Token Efficiency (median tokens per question)

Method	Easy	Medium	Hard
No Memory	0.6k	0.9k	1.0k
BM25 Search	4.6k	4.9k	4.6k
BM25 + Vector Search	1.8k	1.7k	1.8k

Key Findings

Search without awareness is nearly useless. BM25 search scores 2.8% overall — a marginal improvement over no memory (0.8%) that costs 5x the tokens. On medium and hard tiers, BM25 adds noise without finding relevant context.
Vector search helps on easy, fails on hard. BM25+Vector reaches 6.0% on easy (keyword overlap helps embeddings too) but drops to 0.7% on hard — the same as no memory. Semantic similarity cannot bridge cross-domain connections like "transcript request" → "name change."
Hard-tier implicit context is unsolved by pure search. No search-only approach exceeds 2.0% on hard questions. Finding connections like "Ford Mustang air filter" → "Target coupons" requires a holistic overview of the user's history, not better retrieval.
The token cost of always-searching is real. BM25 consumes ~4.7K tokens per question regardless of outcome — 5x the cost of no memory, for 2 percentage points of improvement. Over hundreds of interactions, this waste compounds.

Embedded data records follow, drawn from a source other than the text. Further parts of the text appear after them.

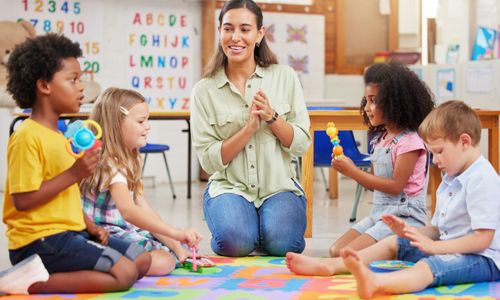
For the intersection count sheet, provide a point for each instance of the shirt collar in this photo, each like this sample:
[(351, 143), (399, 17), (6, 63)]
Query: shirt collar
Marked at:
[(221, 77)]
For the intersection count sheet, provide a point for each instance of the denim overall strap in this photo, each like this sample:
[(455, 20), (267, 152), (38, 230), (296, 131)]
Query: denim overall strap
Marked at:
[(400, 205)]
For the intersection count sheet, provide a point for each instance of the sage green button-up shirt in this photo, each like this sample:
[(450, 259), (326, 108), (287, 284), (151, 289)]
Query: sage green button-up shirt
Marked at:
[(263, 168)]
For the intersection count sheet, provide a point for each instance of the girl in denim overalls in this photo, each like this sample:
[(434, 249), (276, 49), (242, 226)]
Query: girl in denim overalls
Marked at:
[(395, 103)]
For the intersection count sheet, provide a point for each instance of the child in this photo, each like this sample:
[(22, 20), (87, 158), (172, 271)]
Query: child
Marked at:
[(462, 244), (42, 206), (113, 196), (395, 103)]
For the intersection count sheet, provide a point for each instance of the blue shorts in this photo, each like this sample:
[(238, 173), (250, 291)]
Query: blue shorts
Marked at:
[(451, 269), (72, 251)]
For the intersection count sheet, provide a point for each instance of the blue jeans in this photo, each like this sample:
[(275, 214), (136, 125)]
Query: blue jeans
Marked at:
[(451, 269), (238, 227), (71, 251)]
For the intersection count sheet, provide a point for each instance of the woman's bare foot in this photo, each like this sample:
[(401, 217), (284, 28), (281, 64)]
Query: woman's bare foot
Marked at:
[(365, 279), (306, 265)]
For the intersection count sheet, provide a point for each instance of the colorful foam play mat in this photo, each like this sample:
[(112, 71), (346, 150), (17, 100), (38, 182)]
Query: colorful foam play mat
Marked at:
[(261, 278)]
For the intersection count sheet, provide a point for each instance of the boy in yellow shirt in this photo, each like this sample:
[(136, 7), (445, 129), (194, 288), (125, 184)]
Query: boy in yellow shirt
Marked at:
[(42, 206)]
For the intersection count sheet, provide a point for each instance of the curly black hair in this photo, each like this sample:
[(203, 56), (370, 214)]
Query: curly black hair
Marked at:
[(403, 98), (37, 58)]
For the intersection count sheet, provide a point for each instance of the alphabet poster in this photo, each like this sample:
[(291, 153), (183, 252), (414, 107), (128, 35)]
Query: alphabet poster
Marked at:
[(160, 56), (146, 46), (298, 41)]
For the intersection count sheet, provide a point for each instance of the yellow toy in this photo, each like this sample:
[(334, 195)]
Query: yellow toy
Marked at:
[(333, 132)]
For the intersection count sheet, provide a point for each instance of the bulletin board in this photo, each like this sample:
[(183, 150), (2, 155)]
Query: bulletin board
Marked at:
[(146, 45)]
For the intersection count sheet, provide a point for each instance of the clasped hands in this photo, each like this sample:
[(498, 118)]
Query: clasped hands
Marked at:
[(260, 110), (416, 238)]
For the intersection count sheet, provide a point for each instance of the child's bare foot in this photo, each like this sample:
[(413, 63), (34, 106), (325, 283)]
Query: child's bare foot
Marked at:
[(306, 265), (365, 279)]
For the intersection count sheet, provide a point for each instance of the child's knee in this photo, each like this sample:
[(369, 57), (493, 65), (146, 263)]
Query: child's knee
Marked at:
[(143, 263), (125, 272)]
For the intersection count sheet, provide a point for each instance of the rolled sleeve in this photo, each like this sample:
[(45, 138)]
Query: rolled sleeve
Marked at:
[(299, 119), (205, 141)]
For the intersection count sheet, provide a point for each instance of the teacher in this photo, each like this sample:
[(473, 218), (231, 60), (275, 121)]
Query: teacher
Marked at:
[(249, 118)]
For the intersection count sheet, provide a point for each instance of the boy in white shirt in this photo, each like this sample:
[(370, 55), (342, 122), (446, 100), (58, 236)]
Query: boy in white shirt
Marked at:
[(462, 245)]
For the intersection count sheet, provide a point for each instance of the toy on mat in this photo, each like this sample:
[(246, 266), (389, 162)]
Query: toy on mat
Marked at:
[(384, 266), (201, 264), (81, 138), (333, 132)]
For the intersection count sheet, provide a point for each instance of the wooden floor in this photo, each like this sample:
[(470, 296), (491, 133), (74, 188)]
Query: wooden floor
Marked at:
[(331, 217)]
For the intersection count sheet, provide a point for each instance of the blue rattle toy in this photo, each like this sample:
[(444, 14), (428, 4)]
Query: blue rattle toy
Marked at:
[(81, 138)]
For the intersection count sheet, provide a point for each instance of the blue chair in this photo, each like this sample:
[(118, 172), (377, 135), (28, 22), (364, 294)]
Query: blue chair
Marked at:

These baselines establish the floor. Memory systems that maintain pre-loaded overviews, hierarchical summaries, or topic indices should be evaluated against these numbers.

Data

Source

Built on LongMemEval (Wu et al., ICLR 2025, MIT license). We use the S variant's conversation sessions, filtered to a 3-month window (April–June 2023) for realistic scale.

Construction

Session pruning: Raw sessions are pruned from ~15K to 1,307 to achieve realistic density (~14 sessions/day, matching active AI agent usage patterns). All answer-bearing sessions are preserved; remaining slots are filled by deterministic sampling.
Question generation: For each answerable LongMemEval question, one implicit context question is generated by Kimi K2.5 at an assigned difficulty tier. The model receives the answer sessions and generates a task request that requires recalling past context without explicitly asking for it.
Quality filters:
- Leaking filter: Questions where >30% of should_recall keywords appear in the question text are rejected. This prevents questions that contain their own answers.
- Format filter: Incomplete, placeholder, or malformed questions are rejected.
- Difficulty tiers: Easy = keyword overlap with past context. Medium = same domain, different words. Hard = cross-domain, abstract connection.
Final dataset: 900 questions (300 per tier), each verified to not leak answers.

Format

{
  "question_id": "implicit_v4_hard_7161e7e2",
  "type": "implicit_context",
  "difficulty": "hard",
  "question": "My college transcript was denied because the registrar has no record matching my current name.",
  "has_context": true,
  "source_question_id": "7161e7e2",
  "answer": "Johnson",
  "answer_session_ids": ["session_047"],
  "should_recall": "The user's last name was Johnson before they changed it",
  "connection": "Academic records from 2010 are filed under the previous legal name"
}

Quick Start

# Install
npm install

# Set API keys
export OPENAI_API_KEY="..."      # for judge (GPT-5.1)
export FIREWORKS_API_KEY="..."   # for answer model (Kimi K2.5)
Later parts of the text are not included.